NEW YORK — Columnist Mike McAlary was due to get chemotherapy treatment in August 1997 when he got a hot tip that a Haitian immigrant had been sodomized and beaten by white police officers at a station house.
What happened next has become legend. McAlary, the city's dominant tabloid reporter, blew off his own life-saving treatment to get the first interview with Abner Louima. McAlary would win the Pulitzer Prize the next year but would die of cancer a few months later at age 41.
McAlary's fateful decision to chase the story is the subject of "The Wood," an off-Broadway play by former public relations guru Dan Klores that opened Thursday at the Rattlestick Playwrights Theatre in the West Village.
At times uneven and clumsy, the play is billed as "a heartfelt no-holds barred look" at McAlary and his final days, but fails to illuminate the inner workings of a driven and talented reporter. It begins to ask tough questions about what motivated him but then inexplicably shies away, leaving the distinct aroma of hagiography.
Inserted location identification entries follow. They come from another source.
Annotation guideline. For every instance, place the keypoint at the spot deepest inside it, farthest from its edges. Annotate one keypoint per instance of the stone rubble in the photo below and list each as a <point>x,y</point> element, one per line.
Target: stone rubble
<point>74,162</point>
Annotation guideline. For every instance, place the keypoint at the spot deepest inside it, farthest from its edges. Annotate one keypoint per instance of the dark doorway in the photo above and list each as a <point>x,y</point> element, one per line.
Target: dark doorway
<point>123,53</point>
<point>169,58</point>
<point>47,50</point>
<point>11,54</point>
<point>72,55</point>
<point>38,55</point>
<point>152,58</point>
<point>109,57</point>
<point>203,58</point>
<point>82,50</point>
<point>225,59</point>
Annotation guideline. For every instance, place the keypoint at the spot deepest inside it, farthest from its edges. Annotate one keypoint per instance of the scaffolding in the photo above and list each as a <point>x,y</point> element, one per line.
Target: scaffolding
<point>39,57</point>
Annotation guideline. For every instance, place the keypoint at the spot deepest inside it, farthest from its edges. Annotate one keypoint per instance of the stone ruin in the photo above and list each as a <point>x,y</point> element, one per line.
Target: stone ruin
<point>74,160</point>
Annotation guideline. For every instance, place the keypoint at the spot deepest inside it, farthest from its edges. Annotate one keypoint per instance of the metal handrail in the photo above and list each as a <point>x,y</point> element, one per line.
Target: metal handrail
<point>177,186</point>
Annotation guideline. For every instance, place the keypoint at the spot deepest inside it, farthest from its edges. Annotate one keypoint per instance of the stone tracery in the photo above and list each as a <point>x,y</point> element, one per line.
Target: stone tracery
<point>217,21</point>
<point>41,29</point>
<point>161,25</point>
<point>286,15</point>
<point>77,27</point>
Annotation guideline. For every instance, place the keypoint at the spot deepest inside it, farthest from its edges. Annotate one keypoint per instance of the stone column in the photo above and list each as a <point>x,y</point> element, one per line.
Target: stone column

An eight-person cast does well on the small stage, especially John Viscardi as the hard-drinking, mustached reporter, Vladimir Versailles as Louima and David Deblinger as McAlary's friend Tommy. The female characters — Melanie Charles as Louima's wife and Kim Director as McAlary's spouse — have little to do but quietly worry and love unconditionally.
Klores, who was McAlary's pal, has chosen to spotlight the McAlary-Louima connection, which means director David Bar Katz cleverly, and often, employs a hospital bed on stage — where Louima recovers after the assault and where McAlary receives his chemo. One has endured near death; the other is moving toward it.
But the playwright curiously has Louima pop up throughout the play, sometimes to help the narrative and sometimes to just stand on the edge of the stage and bear witness. He even shows up long before he is officially introduced, as if the playwright were trying to argue these two men were fated to cross paths. Sometimes Louima seems hostile, sometimes sneering, but if he feels the media has exploited him, that is never discussed.
In some ways, there is so much Louima that the play's purported focus on McAlary gets sidetracked. It also makes the victim of one of the city's most brutal attacks a supporting player in his own story. In addition, the inside-baseball nature of the script — filled with freewheeling references to the city's tabloid past and some McAlary tidbits — may also confuse audience-members not in the business.
Viscardi plays the reporter with swagger and charm, a Brooklyn blue-collar bloodhound with his shirtsleeves rolled-up who lives for one thing only: "The Wood," slang for the newspaper's front-page headline. Oh, and the truth. And to protect. And to make people safe. All those motives are used without question.
It is left to Tommy to really press McAlary on his methods, which produce some of the play's best electricity. Tommy thinks his friend might be exploitative and use fuzzy morals. "You step on people," he tells McAlary. "What's the difference between a lie, a seduction, a feint, a setup? Huh? What?"
Just then, just when it's starting to get uncomfortable and good, Klores pulls back, as if frightened of what he might find. In the end, McAlary's long death contains few regrets ("I never gave you enough," he tells his stoic wife) and he dies a hero's death, cheered and vindicated. The play, running until Oct. 9, missed an opportunity to say something larger about journalism and the city.